An LMI Framework for Contraction-based Nonlinear Control Design by Derivatives of Gaussian Process Regression

TL;DR

This paper develops an LMI-based control design framework for nonlinear systems using Gaussian process regression to address the integrability problem and handle unknown dynamics with stochastic error modeling.

Contribution

It introduces a novel use of Gaussian process regression to solve the integrability problem in contraction-based control design and incorporates stochastic learning errors into the LMI framework.

Findings

LMI framework effectively designs controllers for nonlinear systems.

GPR-based approach handles unknown dynamics with probabilistic error bounds.

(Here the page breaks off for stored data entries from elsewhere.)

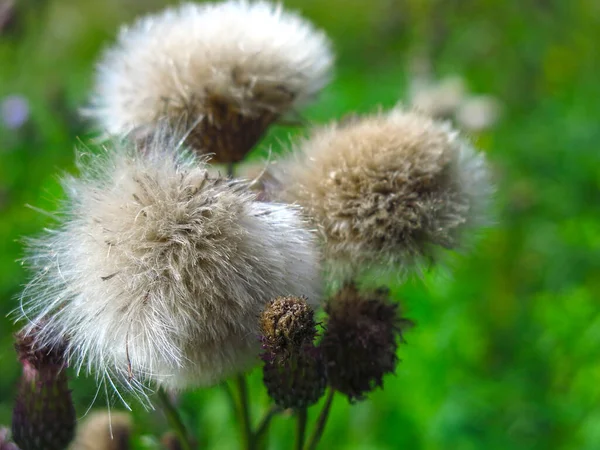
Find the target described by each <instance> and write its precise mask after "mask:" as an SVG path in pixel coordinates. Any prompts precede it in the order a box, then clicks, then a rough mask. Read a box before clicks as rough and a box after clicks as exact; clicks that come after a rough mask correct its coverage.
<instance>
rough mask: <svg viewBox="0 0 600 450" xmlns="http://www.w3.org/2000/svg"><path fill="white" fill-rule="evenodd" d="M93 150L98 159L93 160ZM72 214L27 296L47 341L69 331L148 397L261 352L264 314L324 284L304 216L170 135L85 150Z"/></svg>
mask: <svg viewBox="0 0 600 450" xmlns="http://www.w3.org/2000/svg"><path fill="white" fill-rule="evenodd" d="M85 160H87V162H86V161H85ZM80 167H81V170H82V175H81V178H74V177H67V178H66V179H65V180H64V188H65V190H66V193H67V200H66V202H65V206H64V208H63V211H62V212H63V214H62V215H61V216H60V217H59V220H60V223H59V225H58V227H57V228H55V229H54V230H50V231H48V232H47V233H46V234H45V235H43V236H41V237H40V238H38V239H34V240H32V241H31V243H30V255H29V257H28V258H27V259H26V262H27V263H28V264H29V265H30V266H31V267H32V269H33V270H34V271H35V277H34V278H33V280H32V281H31V282H30V284H29V285H28V287H27V288H26V289H25V291H24V293H23V295H22V311H23V318H26V319H29V320H30V321H31V324H30V325H29V327H32V326H36V325H35V324H37V323H40V320H41V318H44V319H45V323H44V326H43V327H42V328H41V333H40V335H39V340H40V341H41V342H42V343H44V344H48V345H52V344H53V343H54V342H56V341H57V340H60V339H62V337H63V336H69V342H70V347H69V352H70V354H71V355H72V357H73V358H74V359H75V362H76V365H77V367H78V370H79V369H81V368H82V367H85V368H86V369H87V371H90V372H96V374H97V375H98V376H99V377H101V378H102V380H101V381H105V382H108V383H110V384H112V377H113V376H117V378H120V380H121V381H124V382H125V384H126V385H127V386H128V387H129V388H132V389H133V390H134V391H136V392H138V393H140V394H142V398H144V397H143V395H144V394H143V391H144V387H145V383H144V382H145V381H152V382H156V383H158V384H159V385H163V386H165V387H167V388H185V387H187V386H190V385H207V384H211V383H215V382H218V381H220V380H221V379H222V378H223V377H225V376H228V375H230V374H232V373H235V372H237V371H240V370H243V369H245V368H246V367H248V365H249V364H251V363H253V362H257V361H258V358H257V356H258V353H259V345H258V343H257V342H256V336H257V335H258V333H259V324H258V317H259V315H260V313H261V312H262V310H263V308H264V306H265V305H266V304H267V303H268V302H269V301H270V299H272V298H275V297H277V296H279V295H287V294H294V295H300V294H301V293H302V294H306V295H307V296H308V297H309V298H310V299H311V301H317V300H318V298H319V291H320V288H321V285H320V278H319V255H318V250H317V246H316V243H315V240H314V238H313V233H312V232H310V231H309V230H307V229H306V228H305V225H306V224H305V223H304V221H303V220H302V219H301V217H300V214H299V212H298V211H297V210H296V209H295V208H293V207H288V206H285V205H281V204H275V203H269V204H267V203H261V202H257V201H255V200H254V197H253V194H252V193H250V192H249V191H248V189H247V186H246V185H245V184H244V183H241V182H239V181H233V180H226V179H222V178H211V177H210V176H209V175H208V169H207V166H206V165H205V164H204V163H203V162H202V161H201V160H199V159H198V158H197V157H195V156H193V155H192V154H189V153H185V152H182V151H181V150H180V149H177V148H174V146H173V145H172V144H170V143H169V142H167V141H160V140H158V141H156V142H154V143H152V142H150V143H148V145H147V147H146V148H145V149H144V151H143V152H137V151H135V150H134V149H130V148H127V147H124V146H120V145H117V146H116V148H111V149H110V150H109V151H107V152H106V153H104V154H101V155H82V156H81V157H80Z"/></svg>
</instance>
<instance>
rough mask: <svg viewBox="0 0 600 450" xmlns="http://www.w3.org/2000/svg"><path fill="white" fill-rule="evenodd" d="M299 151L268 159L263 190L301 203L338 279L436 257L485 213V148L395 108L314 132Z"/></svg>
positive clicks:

Framework is suitable for discrete-time nonlinear control applications.

Abstract

Contraction theory formulates the analysis of nonlinear systems in terms of Jacobian matrices. Although this provides the potential to develop a linear matrix inequality (LMI) framework for nonlinear control design, conditions are imposed not on controllers but on their partial derivatives, which makes control design challenging. In this paper, we illustrate this so-called integrability problem can be solved by a non-standard use of Gaussian process regression (GPR) for parameterizing controllers and then establish an LMI framework of contraction-based control design for nonlinear discrete-time systems, as an easy-to-implement tool. Later on, we consider the case where the drift vector fields are unknown and employ GPR for functional fitting as its standard use. GPR describes learning errors in terms of probability, and thus we further discuss how to incorporate stochastic learning errors into the proposed LMI framework.